Here, we parse through the labels that we went acquired through our ml model. We then counted all the urban labels and and non_urban labels and created a ratio from these two value, where the length of urban labels was divided over the length of non_urban labels to get our desaired ratio.

urban_ratio = []
for i in model_predictions:
    urban_count = 0
    for j in i:
        if j == 'urban':
            urban_count += 1
#     print(urban_count)
    non_urban_count  = len(i) - urban_count
    urban_ratio.append(urban_count/non_urban_count)

import datetime

Here we pull all the names of the images we used for our ml model so that we could extract the dates associated with each tif file. We were able to extract the dates from the images by slicing their names which contained their associated dates and appended those dates to a list. We then formated and changed data type of the dates to datetime.date objects to better process the dates in our analyses.

onlyfiles[0][6:16]
dates = []
for i in onlyfiles:
    dates.append(i[6:16])

x_values = [datetime.datetime.strptime(d,"%Y-%m-%d").date() for d in dates]
x_values

This graph represents the raw distribution of the data between the years April 10, 2013 to present day. Notable outliers can be observed here.

plt.plot(x_values, urban_ratio)

analyses_image_1

import numpy as np
import scipy.stats as st

The following lines are code to be able to be able to average out the urban ratios for every datapoint to be able to observe any discernable trend.

year_list = []
for i in x_values:
    year_list.append(i.year)

years = np.unique(year_list)

Here we initialize a dictionary to be able to classify the unique years in our datasets and set them as keys.

year_avg = {}
for i in years:
    year_avg[i] = []

We then fill these dictionaries with the values associated to every year.

pd.Series(year_list).value_counts()
for count, value in enumerate(urban_ratio):
    year_avg[year_list[count]].append(value)

Bellow we average out the data, and print out the output. Each value bellow is chronological where the first entry is the average of year 2013, and the last being the average of year 2022.

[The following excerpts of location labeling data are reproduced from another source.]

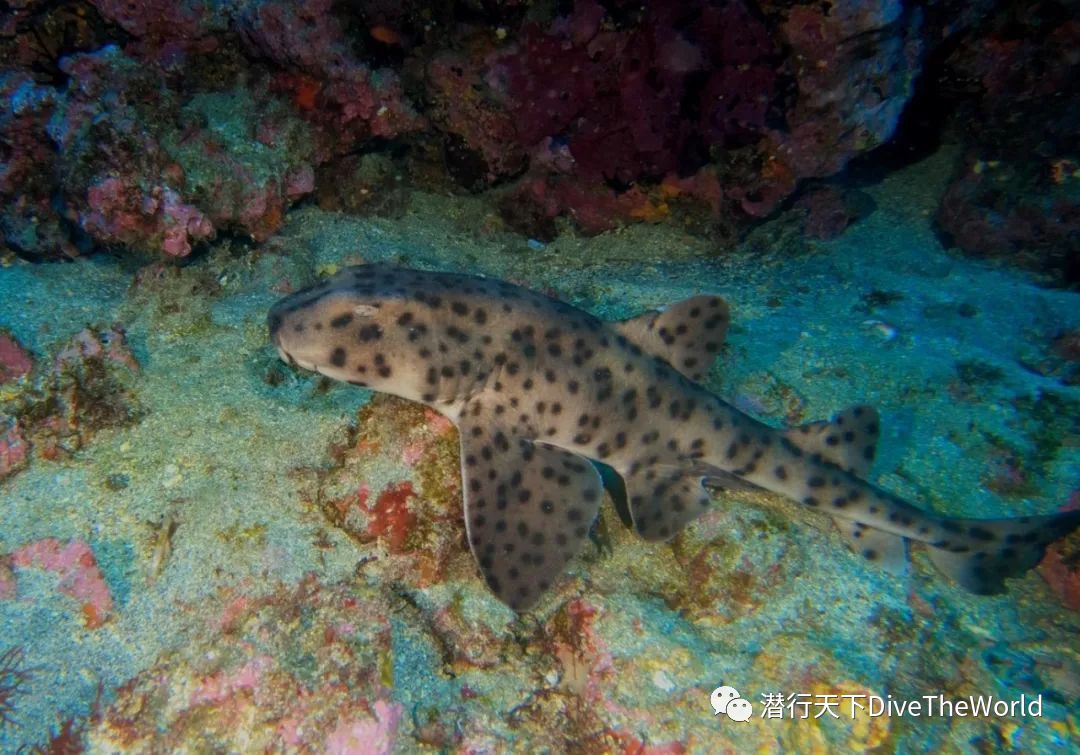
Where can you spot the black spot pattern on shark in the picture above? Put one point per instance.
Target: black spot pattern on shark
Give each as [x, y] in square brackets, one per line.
[538, 388]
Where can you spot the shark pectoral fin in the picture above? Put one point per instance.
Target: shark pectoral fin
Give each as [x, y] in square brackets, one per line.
[663, 499]
[528, 509]
[883, 549]
[849, 440]
[687, 335]
[983, 553]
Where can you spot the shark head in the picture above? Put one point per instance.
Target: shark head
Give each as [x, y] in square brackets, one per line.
[355, 326]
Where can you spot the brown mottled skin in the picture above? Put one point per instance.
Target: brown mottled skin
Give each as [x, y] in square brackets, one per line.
[537, 388]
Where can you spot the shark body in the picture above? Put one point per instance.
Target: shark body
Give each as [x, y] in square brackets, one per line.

Unfortunrately because of some extreem outliers that could be seen earlier in our data, some years have, such as April have higher than average scores.

list_year_average = []
for i in year_avg:
    list_year_average.append(np.mean(year_avg[i]))
list_year_average

[0.8932386322805885, 0.5961964284060416, 2.541952400843471, 3.257714599207024, 1.249241606661275, 1.3375268946199286, 1.0263152629146564, 1.1877434043813473, 1.450091265543045, 2.5116910229645093]

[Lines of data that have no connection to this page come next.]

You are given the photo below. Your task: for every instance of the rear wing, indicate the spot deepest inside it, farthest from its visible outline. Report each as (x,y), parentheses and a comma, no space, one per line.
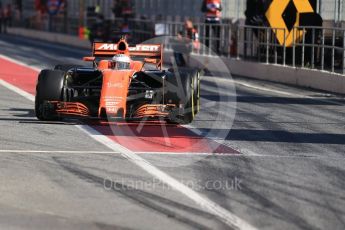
(144,51)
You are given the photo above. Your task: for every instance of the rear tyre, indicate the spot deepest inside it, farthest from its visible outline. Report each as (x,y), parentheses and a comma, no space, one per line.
(49,88)
(188,94)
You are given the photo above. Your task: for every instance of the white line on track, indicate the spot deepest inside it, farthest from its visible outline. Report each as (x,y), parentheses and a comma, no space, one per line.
(17,90)
(253,155)
(225,215)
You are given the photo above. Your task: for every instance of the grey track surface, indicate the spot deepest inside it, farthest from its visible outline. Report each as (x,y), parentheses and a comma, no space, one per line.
(291,171)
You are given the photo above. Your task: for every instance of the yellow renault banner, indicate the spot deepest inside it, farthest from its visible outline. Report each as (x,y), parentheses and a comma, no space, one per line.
(274,15)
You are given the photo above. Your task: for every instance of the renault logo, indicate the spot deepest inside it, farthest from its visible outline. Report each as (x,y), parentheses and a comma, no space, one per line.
(286,34)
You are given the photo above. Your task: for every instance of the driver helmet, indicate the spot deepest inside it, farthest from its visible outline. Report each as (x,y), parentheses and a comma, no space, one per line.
(121,62)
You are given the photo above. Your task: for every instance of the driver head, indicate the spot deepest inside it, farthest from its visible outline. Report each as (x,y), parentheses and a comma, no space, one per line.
(121,62)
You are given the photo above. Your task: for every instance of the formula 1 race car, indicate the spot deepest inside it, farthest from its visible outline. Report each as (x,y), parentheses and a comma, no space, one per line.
(118,87)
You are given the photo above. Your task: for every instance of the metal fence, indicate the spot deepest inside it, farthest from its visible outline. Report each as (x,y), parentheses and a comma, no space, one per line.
(317,48)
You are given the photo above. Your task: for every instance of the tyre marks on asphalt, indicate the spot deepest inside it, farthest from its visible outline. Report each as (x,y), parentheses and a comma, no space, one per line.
(150,137)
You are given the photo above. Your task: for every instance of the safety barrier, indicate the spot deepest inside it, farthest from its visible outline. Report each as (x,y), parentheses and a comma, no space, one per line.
(312,47)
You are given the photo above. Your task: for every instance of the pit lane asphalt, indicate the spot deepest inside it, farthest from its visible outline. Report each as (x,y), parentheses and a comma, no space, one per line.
(291,170)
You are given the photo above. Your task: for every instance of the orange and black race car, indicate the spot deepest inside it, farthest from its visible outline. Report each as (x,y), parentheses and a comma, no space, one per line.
(119,86)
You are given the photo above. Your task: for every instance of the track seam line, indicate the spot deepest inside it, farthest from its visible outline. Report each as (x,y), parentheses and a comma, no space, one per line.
(224,215)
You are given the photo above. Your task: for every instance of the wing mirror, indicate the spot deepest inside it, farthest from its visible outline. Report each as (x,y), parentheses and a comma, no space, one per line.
(89,59)
(151,60)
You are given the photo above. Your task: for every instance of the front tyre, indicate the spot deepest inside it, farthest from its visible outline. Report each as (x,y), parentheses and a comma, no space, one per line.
(49,88)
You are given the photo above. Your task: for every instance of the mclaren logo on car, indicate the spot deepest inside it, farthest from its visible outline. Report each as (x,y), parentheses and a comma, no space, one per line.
(138,48)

To correct the discrepency in the data we decided to filter for any extreem outlier. As very few points scored higher than a 4, we decided to remove any outlier higher than this limit.

urban_ratio_corrected  = urban_ratio.copy()
bad_index = []
x_values_corrected = x_values.copy()
for i in urban_ratio_corrected:
   if i > 4:
       outlier_index = urban_ratio_corrected.index(i)
       bad_index.append(outlier_index)
count = 0
for i in bad_index:
   urban_ratio_corrected.pop(i - count)
   x_values_corrected.pop(i - count)
   count += 1

After removing any significant outliers the data took a form easier to interpret. The characteristics of the data seem to be ociliating respective to the beginings and ends of years. Additionaly there does seem to be a gradual increase to our urban score. It doesn't seem very drastic but it does seem present.

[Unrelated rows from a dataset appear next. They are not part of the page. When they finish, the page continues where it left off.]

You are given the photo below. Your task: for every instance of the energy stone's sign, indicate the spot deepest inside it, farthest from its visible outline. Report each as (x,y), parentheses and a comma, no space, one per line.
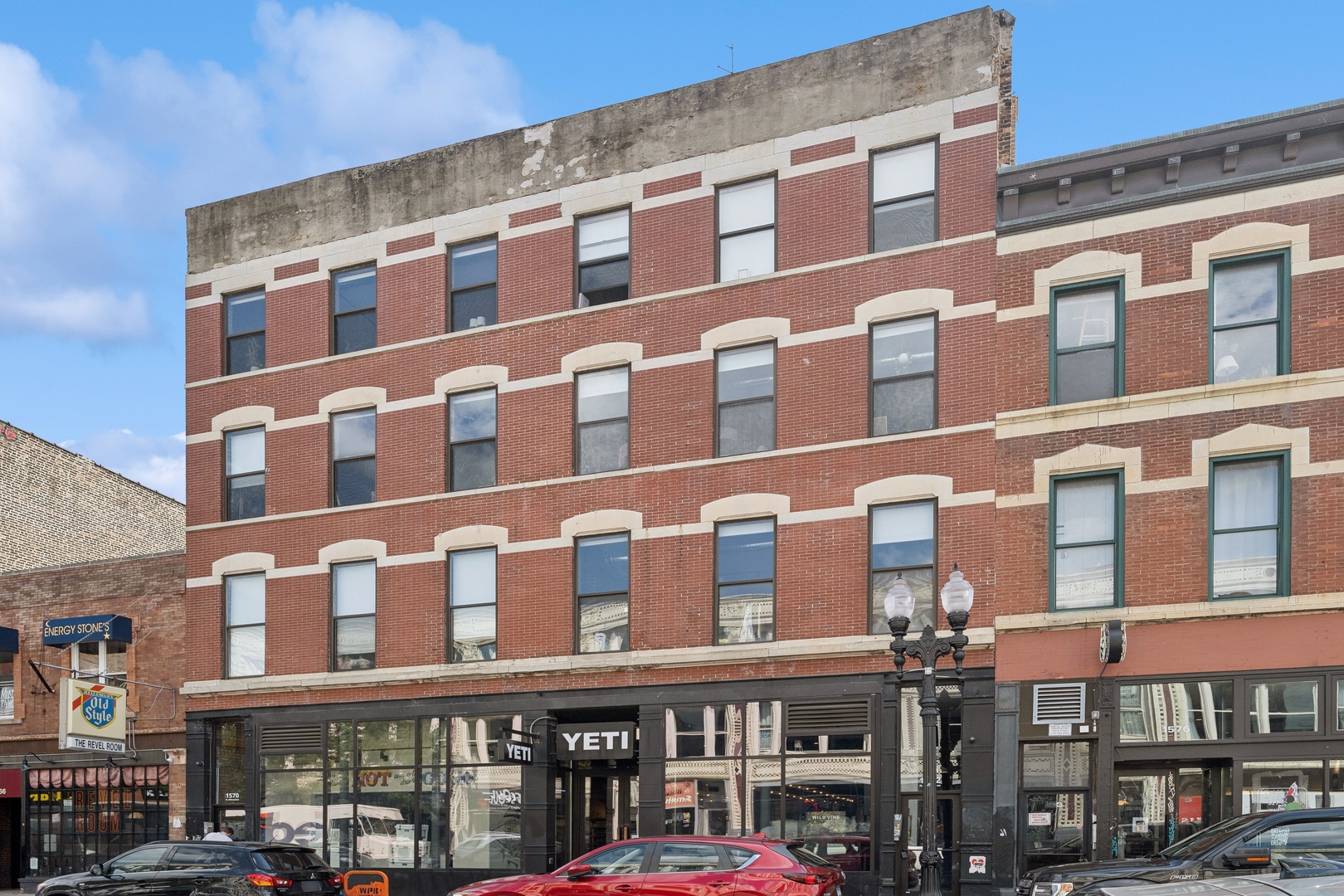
(58,633)
(93,716)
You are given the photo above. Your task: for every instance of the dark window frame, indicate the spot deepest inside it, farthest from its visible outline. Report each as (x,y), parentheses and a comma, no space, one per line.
(937,178)
(873,509)
(331,301)
(1283,586)
(1283,319)
(448,592)
(774,226)
(629,253)
(334,618)
(230,477)
(1118,540)
(229,338)
(774,394)
(578,426)
(629,617)
(874,381)
(334,461)
(773,581)
(452,444)
(1064,290)
(453,292)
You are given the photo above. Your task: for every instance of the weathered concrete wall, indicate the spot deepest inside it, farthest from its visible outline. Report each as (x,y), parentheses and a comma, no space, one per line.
(936,61)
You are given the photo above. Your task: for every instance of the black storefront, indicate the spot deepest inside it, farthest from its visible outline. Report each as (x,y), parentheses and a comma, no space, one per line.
(418,787)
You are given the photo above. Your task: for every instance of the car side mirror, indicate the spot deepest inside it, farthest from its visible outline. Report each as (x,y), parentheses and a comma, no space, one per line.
(1248,857)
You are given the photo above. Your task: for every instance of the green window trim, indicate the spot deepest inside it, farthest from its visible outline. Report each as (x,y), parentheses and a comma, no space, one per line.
(1285,481)
(1064,290)
(1118,473)
(1285,285)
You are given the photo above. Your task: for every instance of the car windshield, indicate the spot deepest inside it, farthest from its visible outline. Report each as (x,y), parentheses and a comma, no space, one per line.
(1202,840)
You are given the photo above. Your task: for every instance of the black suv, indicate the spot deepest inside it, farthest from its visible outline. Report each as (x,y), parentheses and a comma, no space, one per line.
(203,867)
(1242,845)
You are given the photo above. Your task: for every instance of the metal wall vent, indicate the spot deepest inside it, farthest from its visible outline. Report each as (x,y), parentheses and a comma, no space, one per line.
(292,738)
(839,716)
(1059,704)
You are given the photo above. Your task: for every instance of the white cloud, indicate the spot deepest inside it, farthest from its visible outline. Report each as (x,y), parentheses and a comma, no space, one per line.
(152,461)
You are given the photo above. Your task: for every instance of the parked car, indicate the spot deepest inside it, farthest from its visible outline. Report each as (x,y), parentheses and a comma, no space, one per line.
(1298,878)
(1241,845)
(680,867)
(205,869)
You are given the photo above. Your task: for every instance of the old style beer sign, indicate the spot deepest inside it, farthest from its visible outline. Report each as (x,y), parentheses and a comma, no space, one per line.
(93,716)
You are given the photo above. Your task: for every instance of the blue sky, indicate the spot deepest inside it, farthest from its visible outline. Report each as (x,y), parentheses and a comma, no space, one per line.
(116,117)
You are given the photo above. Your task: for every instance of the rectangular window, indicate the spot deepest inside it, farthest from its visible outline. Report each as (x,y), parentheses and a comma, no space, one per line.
(353,606)
(1086,544)
(745,399)
(602,585)
(472,599)
(602,421)
(745,587)
(353,444)
(245,473)
(902,546)
(470,437)
(355,309)
(604,258)
(245,625)
(245,332)
(1088,344)
(746,230)
(474,284)
(1249,319)
(903,370)
(905,203)
(1249,525)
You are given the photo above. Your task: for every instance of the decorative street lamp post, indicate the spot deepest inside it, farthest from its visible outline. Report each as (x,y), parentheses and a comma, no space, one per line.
(957,597)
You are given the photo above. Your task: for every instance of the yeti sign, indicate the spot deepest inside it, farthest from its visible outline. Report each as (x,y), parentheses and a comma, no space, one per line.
(600,740)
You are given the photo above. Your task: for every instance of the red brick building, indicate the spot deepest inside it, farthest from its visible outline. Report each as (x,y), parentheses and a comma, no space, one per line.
(626,422)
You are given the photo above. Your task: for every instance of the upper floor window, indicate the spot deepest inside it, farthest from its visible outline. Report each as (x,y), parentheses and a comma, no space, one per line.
(1086,542)
(353,610)
(1249,317)
(245,473)
(903,377)
(745,582)
(1249,553)
(1088,343)
(245,332)
(470,436)
(905,203)
(355,309)
(746,230)
(602,589)
(745,399)
(245,625)
(602,421)
(472,605)
(902,547)
(353,451)
(604,258)
(474,284)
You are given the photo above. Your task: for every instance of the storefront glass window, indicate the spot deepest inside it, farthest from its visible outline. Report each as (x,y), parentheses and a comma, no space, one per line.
(1064,763)
(1176,711)
(1273,786)
(1283,707)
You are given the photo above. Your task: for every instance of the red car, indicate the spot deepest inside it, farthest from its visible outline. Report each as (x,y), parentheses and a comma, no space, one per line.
(680,867)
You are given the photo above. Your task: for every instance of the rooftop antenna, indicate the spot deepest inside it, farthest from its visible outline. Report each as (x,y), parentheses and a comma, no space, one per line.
(733,60)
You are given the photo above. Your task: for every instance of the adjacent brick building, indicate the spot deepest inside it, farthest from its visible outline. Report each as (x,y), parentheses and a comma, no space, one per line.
(84,543)
(632,418)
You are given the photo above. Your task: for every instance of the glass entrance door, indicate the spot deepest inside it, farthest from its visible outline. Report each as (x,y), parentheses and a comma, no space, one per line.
(1155,807)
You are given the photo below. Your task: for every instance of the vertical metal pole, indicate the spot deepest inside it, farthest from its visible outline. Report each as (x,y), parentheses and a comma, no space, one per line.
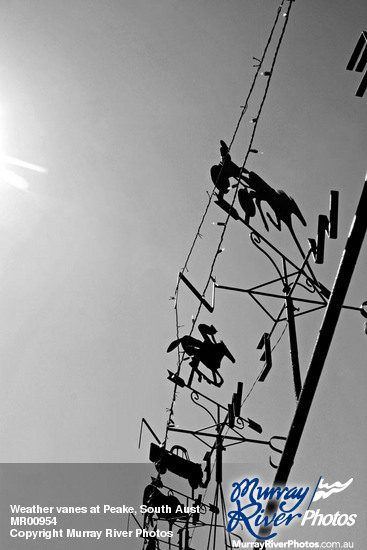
(293,347)
(327,329)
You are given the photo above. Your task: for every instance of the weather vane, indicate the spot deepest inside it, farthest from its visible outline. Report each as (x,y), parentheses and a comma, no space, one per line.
(298,292)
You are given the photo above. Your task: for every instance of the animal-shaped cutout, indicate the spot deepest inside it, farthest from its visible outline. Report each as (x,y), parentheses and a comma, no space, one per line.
(282,204)
(207,352)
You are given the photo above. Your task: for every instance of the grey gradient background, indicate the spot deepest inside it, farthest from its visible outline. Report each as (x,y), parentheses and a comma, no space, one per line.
(124,103)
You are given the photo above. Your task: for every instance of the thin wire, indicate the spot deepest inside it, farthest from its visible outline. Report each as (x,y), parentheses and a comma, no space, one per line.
(218,251)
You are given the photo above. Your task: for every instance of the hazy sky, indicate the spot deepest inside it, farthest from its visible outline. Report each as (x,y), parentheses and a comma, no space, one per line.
(124,103)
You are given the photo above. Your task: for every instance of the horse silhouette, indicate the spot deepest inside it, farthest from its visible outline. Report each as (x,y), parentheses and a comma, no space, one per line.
(208,352)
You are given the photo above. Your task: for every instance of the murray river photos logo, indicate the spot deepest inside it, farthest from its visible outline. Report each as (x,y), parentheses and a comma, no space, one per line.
(250,501)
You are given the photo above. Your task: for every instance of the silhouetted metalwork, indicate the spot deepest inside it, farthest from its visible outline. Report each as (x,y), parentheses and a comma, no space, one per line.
(209,307)
(180,465)
(322,346)
(222,172)
(282,204)
(358,62)
(165,506)
(208,352)
(328,226)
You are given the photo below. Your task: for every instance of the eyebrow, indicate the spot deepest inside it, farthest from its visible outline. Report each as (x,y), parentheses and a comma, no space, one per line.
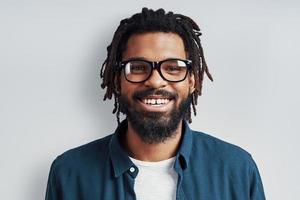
(143,58)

plt.plot(x_values_corrected, urban_ratio_corrected)
plt.title('urban ratio over time')
plt.xlabel('years')
plt.ylabel('(urban/non urban) ratio')
plt.show()

analyses_image_2

Converting dates to days

TO further progress with the analyses of the data it was necessary to convert the values we have in our datetime.date objects to that of integers to be able to better process the data, and to test for further relationships it could have.

import datetime

Bellow we converted all the datetime.date objects to datetime.datetime using the timestop method in datetime.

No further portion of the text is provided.